Like many of the law’s provisions, the onus falls on states to take on much of the work of setting up the exchanges, with the Department of Health and Human Services running an exchange in states that fail or choose not to create one.
For some conservative states trying to block the law in the Supreme Court, the idea of federal intervention is enough motivation for them to plan ahead for an exchange in case their lawsuit fails. In others, the Supreme Court’s consideration of health reform is a cause for paralysis.
Two Midwestern governors have already declared their states won’t set up an exchange until the Supreme Court decides on the health law. And that idea is growing popular among powerful state legislators vigorously opposed to health reform.
Even without the uncertainty surrounding the Supreme Court, states are already on a tight timeline to get exchanges in working condition. Though the exchanges open in January 2014, HHS must determine by Jan. 1, 2013, whether a state will be ready to run one. The last opportunity for states to receive federal financial assistance for building an exchange is the end of June 2012 – right around the time of the Supreme Court ruling.
The latest from the land of Berwick:
Tens of thousands of patients with terminal illnesses are being placed on a “death pathway,” almost double the number just two years ago, a study published today shows.
Health service guidance states that doctors should discuss with relations whether or not their loved one is placed on the scheme which allows medical staff to withdraw fluid and drugs in a patient’s final days. In many cases this is not happening, an audit has found. As many as 2,500 families were not told that their loved ones had been put on the so-called Liverpool Care Pathway, the study disclosed.

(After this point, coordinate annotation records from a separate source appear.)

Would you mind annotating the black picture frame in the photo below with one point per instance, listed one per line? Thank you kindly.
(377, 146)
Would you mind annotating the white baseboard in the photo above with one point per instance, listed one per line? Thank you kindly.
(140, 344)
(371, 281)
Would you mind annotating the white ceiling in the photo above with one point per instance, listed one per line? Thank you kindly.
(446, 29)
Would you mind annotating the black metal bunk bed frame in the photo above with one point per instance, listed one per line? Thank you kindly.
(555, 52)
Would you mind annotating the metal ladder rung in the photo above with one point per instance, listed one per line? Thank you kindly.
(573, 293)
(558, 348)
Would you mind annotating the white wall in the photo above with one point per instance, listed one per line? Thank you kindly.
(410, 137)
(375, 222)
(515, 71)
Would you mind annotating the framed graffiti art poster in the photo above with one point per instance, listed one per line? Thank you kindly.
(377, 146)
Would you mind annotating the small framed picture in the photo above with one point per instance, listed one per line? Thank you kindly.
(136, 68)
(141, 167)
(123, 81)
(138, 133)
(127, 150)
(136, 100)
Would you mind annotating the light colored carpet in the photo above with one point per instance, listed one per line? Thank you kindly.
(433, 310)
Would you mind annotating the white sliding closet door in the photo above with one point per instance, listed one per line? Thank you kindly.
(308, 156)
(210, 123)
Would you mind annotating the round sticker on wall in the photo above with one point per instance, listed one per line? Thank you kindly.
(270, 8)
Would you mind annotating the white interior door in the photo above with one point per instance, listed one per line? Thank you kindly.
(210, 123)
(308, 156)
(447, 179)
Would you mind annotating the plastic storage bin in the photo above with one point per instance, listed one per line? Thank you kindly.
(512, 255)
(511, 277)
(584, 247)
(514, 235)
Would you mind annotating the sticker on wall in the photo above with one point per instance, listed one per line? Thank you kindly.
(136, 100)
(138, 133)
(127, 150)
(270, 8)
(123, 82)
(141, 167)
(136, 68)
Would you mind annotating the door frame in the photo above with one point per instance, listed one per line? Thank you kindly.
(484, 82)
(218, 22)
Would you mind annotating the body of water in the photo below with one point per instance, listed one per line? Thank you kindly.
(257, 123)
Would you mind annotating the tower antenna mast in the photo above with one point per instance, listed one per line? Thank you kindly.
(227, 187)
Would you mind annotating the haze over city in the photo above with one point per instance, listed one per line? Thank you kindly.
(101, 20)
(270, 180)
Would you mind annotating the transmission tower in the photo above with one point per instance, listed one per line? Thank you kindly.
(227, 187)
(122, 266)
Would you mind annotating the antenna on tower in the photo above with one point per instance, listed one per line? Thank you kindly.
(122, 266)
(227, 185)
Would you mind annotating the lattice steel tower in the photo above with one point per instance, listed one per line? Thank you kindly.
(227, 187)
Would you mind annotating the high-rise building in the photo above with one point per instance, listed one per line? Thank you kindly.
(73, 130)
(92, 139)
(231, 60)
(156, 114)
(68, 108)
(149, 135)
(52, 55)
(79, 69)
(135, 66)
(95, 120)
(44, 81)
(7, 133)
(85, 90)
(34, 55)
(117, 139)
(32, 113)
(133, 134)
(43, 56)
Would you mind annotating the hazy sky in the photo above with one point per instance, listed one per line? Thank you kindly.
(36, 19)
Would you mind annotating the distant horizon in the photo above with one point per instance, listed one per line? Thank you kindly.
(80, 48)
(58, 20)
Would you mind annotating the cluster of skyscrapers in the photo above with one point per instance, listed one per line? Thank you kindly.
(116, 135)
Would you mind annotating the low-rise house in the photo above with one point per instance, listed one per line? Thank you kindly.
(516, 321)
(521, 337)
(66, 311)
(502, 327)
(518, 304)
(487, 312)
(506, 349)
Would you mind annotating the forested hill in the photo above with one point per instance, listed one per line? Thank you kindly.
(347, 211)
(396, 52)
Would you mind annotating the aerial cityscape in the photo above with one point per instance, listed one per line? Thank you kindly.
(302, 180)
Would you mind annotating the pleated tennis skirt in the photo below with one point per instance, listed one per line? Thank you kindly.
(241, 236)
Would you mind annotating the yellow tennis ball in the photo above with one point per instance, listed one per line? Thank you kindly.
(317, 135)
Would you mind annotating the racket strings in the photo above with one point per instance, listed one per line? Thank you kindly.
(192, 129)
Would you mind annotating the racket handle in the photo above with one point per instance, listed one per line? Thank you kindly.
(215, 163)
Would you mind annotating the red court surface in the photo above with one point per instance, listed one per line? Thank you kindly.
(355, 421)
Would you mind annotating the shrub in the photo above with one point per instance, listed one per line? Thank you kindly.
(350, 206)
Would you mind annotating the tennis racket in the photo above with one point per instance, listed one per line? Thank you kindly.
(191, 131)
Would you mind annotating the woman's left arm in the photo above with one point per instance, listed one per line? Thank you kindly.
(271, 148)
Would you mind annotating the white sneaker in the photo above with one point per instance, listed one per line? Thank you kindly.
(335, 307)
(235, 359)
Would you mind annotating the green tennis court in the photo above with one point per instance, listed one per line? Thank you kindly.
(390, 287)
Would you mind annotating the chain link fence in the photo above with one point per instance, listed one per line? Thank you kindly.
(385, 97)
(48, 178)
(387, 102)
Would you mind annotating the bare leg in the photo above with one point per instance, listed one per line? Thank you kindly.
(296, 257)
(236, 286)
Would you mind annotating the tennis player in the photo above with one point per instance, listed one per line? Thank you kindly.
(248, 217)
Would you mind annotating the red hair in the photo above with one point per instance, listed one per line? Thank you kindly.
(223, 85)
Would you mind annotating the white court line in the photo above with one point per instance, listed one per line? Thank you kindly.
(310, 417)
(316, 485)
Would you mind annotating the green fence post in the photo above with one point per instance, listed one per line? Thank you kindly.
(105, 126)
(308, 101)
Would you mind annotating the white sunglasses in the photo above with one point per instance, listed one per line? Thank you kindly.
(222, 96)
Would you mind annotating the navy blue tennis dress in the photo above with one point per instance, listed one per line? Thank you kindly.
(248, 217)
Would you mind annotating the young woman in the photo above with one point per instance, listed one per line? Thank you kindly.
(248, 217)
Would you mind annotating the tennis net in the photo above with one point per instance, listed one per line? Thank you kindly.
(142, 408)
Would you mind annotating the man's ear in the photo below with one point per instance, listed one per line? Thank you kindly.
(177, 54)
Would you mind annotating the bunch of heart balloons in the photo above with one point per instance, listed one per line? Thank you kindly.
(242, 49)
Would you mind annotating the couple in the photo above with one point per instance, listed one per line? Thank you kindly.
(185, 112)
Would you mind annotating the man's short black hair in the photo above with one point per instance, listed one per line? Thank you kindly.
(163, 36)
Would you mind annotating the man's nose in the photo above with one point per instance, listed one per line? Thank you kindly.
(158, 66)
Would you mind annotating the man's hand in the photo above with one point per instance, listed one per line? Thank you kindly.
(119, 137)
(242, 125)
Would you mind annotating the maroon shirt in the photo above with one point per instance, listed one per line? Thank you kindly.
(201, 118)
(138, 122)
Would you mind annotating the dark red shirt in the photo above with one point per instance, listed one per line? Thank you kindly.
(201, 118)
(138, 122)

In one hospital trust, doctors had conversations with fewer than half of families about the care of their loved one. In a quarter of hospital trusts, discussions were not held with one in three families.
Overall, doctors discussed plans with relations in 94 per cent of cases, which is an improvement since the last audit but still means thousands of families were not informed. Under the guidance, patients who are close to death can be placed on the Liverpool Care Pathway, so called because it was developed at the Royal Liverpool Hospital in the 1990s. It aims to ensure they die without being subjected to unnecessary interference by staff.
In addition to the withdrawal of fluid and medication, patients can be placed on sedation until they pass away. This can mean they are not fed and provided with water and has led to accusations that it hastens death.